Business World

Sunday 19 November 2017

ISEQ static despite positive US news

Policymakers now won't formally discuss a second bailout for Greece again until February 20. Photo: Getty Images
Policymakers now won't formally discuss a second bailout for Greece again until February 20. Photo: Getty Images
Peter Flanagan

Peter Flanagan

IRISH shares were little changed yesterday, as strong economic data from the US helped offset ongoing concerns about the European debt crisis.

By the close of trading the ISEQ Overall Index had gained less than 0.1pc, or 0.14 points, to close at 3,131.94.

The closing price, however, hid what was a rocky day on the Irish market. The index plunged as low as 3,103.28 before recovering in the afternoon.

Delays continued to dog efforts to resolve the Greek crisis. Policymakers now won't formally discuss a second bailout for Greece again until February 20.

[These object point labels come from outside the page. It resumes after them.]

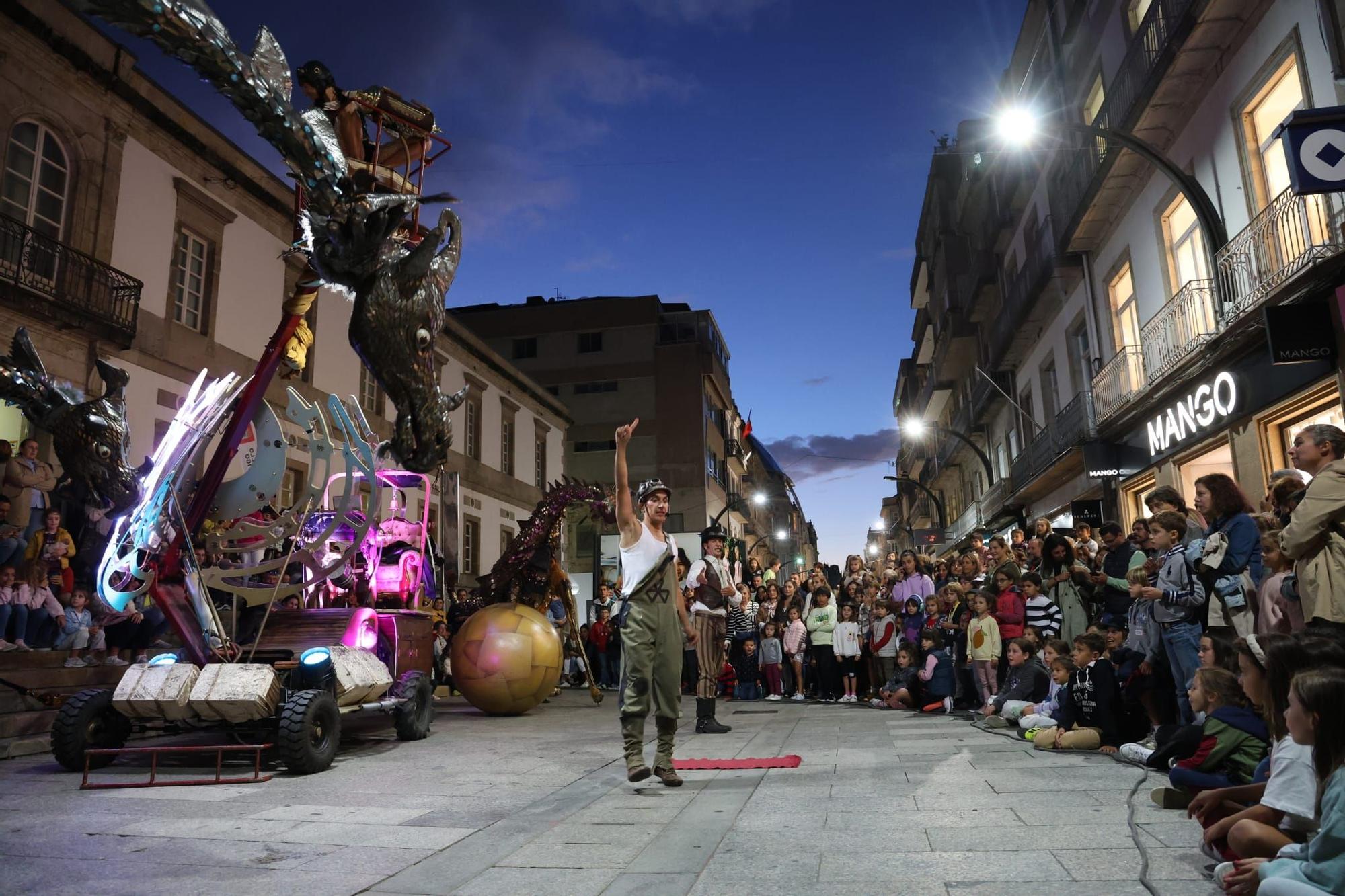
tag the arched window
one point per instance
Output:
(37, 179)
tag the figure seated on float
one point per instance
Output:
(395, 555)
(410, 123)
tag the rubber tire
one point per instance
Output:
(305, 713)
(88, 721)
(412, 719)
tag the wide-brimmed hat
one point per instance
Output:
(714, 532)
(649, 489)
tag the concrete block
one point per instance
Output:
(361, 676)
(157, 692)
(236, 692)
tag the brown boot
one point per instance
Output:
(633, 736)
(664, 751)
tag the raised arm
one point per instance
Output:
(626, 520)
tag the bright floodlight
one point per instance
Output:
(1017, 126)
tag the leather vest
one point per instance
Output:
(709, 592)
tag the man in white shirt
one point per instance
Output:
(712, 594)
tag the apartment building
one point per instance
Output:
(132, 231)
(615, 358)
(1117, 343)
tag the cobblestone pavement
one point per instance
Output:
(884, 802)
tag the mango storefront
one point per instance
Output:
(1238, 419)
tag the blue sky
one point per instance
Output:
(765, 159)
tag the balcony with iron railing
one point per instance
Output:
(1282, 243)
(48, 279)
(1153, 46)
(1073, 427)
(1184, 323)
(1288, 237)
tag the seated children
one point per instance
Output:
(1027, 682)
(902, 686)
(79, 631)
(1042, 715)
(747, 670)
(1086, 717)
(1315, 720)
(937, 674)
(1233, 740)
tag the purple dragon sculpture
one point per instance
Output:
(356, 239)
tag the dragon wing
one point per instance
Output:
(258, 85)
(25, 382)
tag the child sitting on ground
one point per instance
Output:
(1042, 611)
(1027, 682)
(796, 649)
(937, 676)
(1315, 720)
(1087, 713)
(984, 645)
(902, 686)
(1234, 740)
(773, 654)
(1043, 715)
(79, 631)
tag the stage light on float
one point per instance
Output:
(315, 670)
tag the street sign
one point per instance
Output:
(1300, 333)
(929, 537)
(1089, 512)
(1315, 147)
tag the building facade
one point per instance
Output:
(1114, 345)
(132, 231)
(615, 358)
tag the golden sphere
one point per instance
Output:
(506, 659)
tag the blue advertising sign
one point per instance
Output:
(1315, 149)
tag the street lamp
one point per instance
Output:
(918, 428)
(1017, 126)
(938, 505)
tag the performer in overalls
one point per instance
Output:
(653, 624)
(712, 595)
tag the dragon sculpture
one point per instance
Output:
(528, 569)
(356, 240)
(91, 438)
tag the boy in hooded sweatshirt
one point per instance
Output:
(1089, 713)
(1234, 740)
(1026, 684)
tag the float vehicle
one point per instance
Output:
(216, 478)
(289, 677)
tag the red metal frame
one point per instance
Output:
(154, 766)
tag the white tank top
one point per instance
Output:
(642, 557)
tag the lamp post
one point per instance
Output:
(918, 428)
(1020, 126)
(938, 505)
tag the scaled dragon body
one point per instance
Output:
(91, 438)
(354, 237)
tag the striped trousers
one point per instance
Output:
(709, 651)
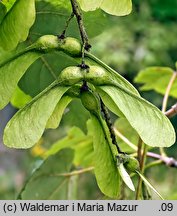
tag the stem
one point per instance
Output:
(62, 36)
(77, 12)
(142, 166)
(165, 101)
(154, 163)
(139, 151)
(110, 125)
(167, 92)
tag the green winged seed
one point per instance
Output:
(90, 101)
(71, 46)
(71, 75)
(68, 45)
(132, 164)
(97, 75)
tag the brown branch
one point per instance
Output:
(79, 17)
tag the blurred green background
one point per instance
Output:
(147, 37)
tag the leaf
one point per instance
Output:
(157, 79)
(16, 24)
(117, 7)
(26, 127)
(90, 5)
(44, 71)
(19, 98)
(114, 7)
(8, 3)
(77, 140)
(2, 11)
(106, 172)
(149, 184)
(150, 123)
(55, 12)
(123, 126)
(126, 177)
(11, 72)
(76, 115)
(56, 116)
(50, 173)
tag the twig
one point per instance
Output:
(62, 36)
(110, 125)
(165, 101)
(167, 92)
(169, 161)
(172, 111)
(79, 17)
(142, 166)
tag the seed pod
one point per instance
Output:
(71, 46)
(74, 91)
(71, 75)
(132, 164)
(46, 43)
(97, 75)
(90, 101)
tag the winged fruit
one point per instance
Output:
(68, 45)
(132, 164)
(90, 101)
(71, 75)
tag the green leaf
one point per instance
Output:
(10, 73)
(149, 184)
(117, 7)
(81, 143)
(44, 71)
(55, 12)
(26, 127)
(114, 7)
(124, 127)
(56, 116)
(19, 98)
(150, 123)
(157, 79)
(77, 115)
(16, 24)
(90, 5)
(8, 3)
(50, 173)
(2, 11)
(126, 177)
(104, 162)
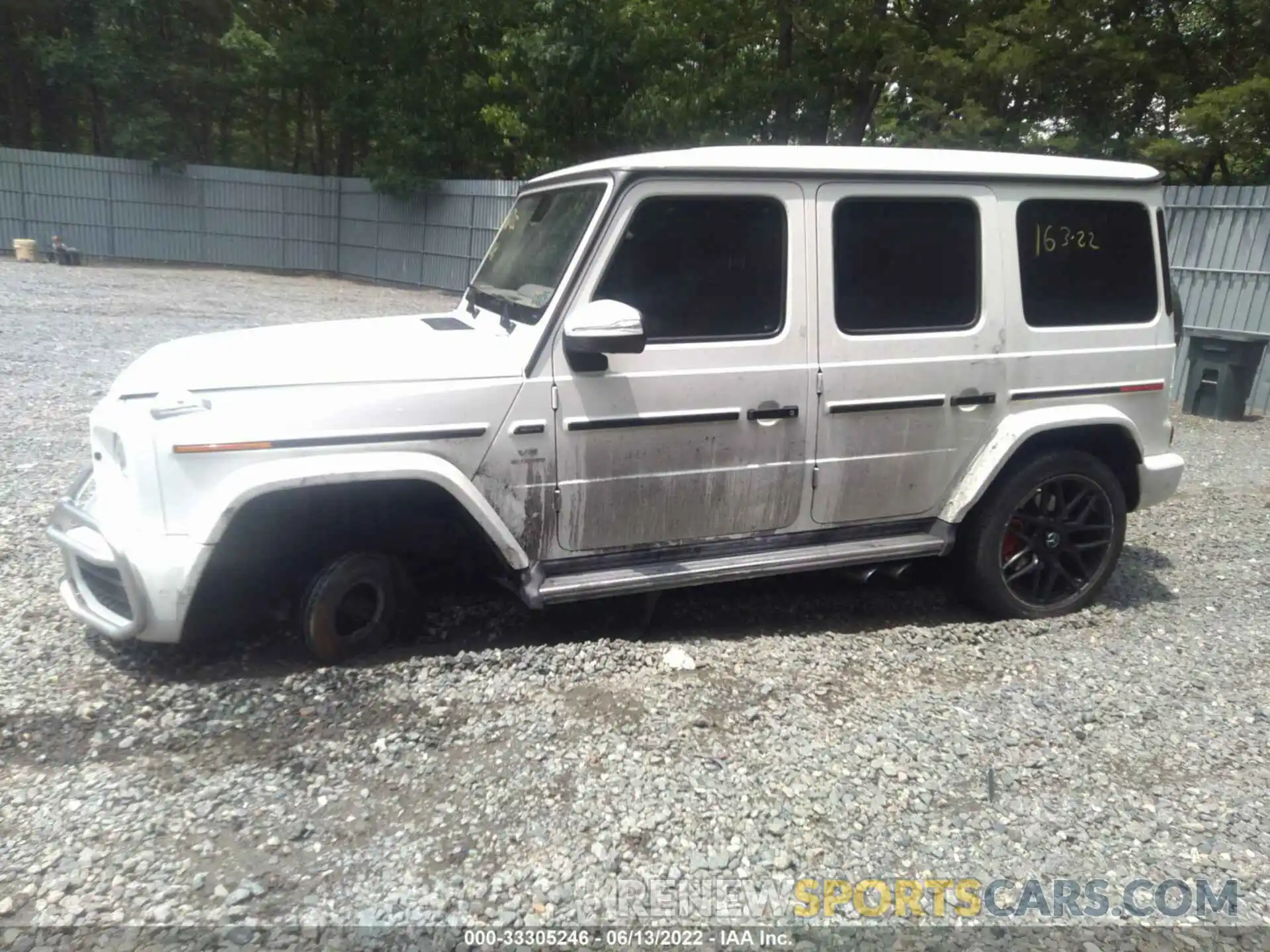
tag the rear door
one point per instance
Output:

Sentiment was boosted later in the day, however, after US unemployment figures were lower than expected.

The unemployment rate there fell to the lowest level since 2008 amid signs the economy may be recovering quicker than thought. Shares in most of the food companies on the Irish market climbed yesterday.

Glanbia added 4.25pc to reach €5.15 -- its highest closing price since May 2008. Kerry Group, which reports annual numbers on Tuesday, ended yesterday 0.93pc higher at €30.89. Banana maker Fyffes jumped 1.3pc to 39c.

Those gains were countered however by losses in the financial sector.

Downgrades

Irish Life & Permanent dropped 20pc, Allied Irish Banks slumped 15pc. Ratings agency Moody's Investor Services said it was reviewing the ratings of more than 100 banks around the globe, and downgrades may follow.

As in Ireland, European stocks were little changed. National benchmark indices declined in nine of the 18 western European markets yesterday. France's CAC 40 gained 0.1pc, while Germany's DAX lost 0.1pc. The UK's FTSE 100 slipped 0.1pc. The Stoxx Europe 50 lost 0.2pc.

"Greek concerns appear to be weighing down on markets," said Peter Dixon, global equities economist at Commerzbank.

"A Greek exit is certainly no longer off the table," he said, referring to the possibility of the nation leaving the currency union.

Rio Tinto Group slid 1.3pc as copper fell for a fifth straight session, heading for its longest slump since November.

Axa, Europe's second-largest insurer, declined 1.3pc. The company posted an 82pc drop in second-half profit, after it didn't repeat a gain from an asset disposal in the first half.

BAE Systems dropped 2.3pc after forecasting that growth will stagnate this year. Europe's largest defence company said the UK market will fail to grow in 2012 and US defence budget cuts will create "uncertainty".

Nestle, the world's biggest food company, climbed 2.1pc after posting 2011 sales growth that beat analyst estimates.